The eponymous opener ‘Child’ is a long, tedious mess. Like with most 90s dance, it opens and loops a very plain, irritating beat for far too long, layers other simplistic and uninteresting loops of pathetic and weedy synths and a few samples of that done-to-death style of a young woman singing, being copied and pasted for the entirety of the song, all so it fits into ‘the beat’. The lack of imagination and creativity here is laughably amateurish, and sounds like the simplest song anyone could write on a piece of music software - the kind of Garageband song you put together for fun, dragging and dropping all of the pre-done loops and layering it up to the degree where it appears like ‘a song’, even though you’ve written nothing, played no instrument and sequenced very little but a bit of cheeky organisation in a controlled and pre-written mainframe. Well done.

The second song ‘Hindsight’ is equally as long and equally as tedious and suffers from the same simplistic bullshit the last track did. Just another set of overly stretched out drum and synth loops and samples, done to the beat, left to run too long, that never build to anything interesting, momentous or stimulating. Occasionally something changes, but the only reason you notice is because you’re so eager for something genuinely enjoyable that you’ll accept any variation at all. And this kind of anti-climactic boredom continues for the rest of the EP, that, for four tracks, amazing manages to stretch to twenty-six minutes. Twenty. Six. Minutes.

And it certainly does show.
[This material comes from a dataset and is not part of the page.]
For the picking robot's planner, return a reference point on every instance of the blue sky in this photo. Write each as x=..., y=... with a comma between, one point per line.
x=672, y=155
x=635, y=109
Listening to this is like having an entire night out of repeatedly passing out (due to complete and utter boredom) in the kind of club that would play this crap. Whenever you do wake, nothing noticeable changes and the mind-numbing feeling it leaves you with, riddles your expectations with disappointment, listlessness and depression at the state of music.

This EP is a perfect listen while doing morning yoga, and very little else. Something you can faze out to, something so completely uninteresting that you’ll never genuinely find yourself paying any true attention to it because it’s just that lifeless and shit.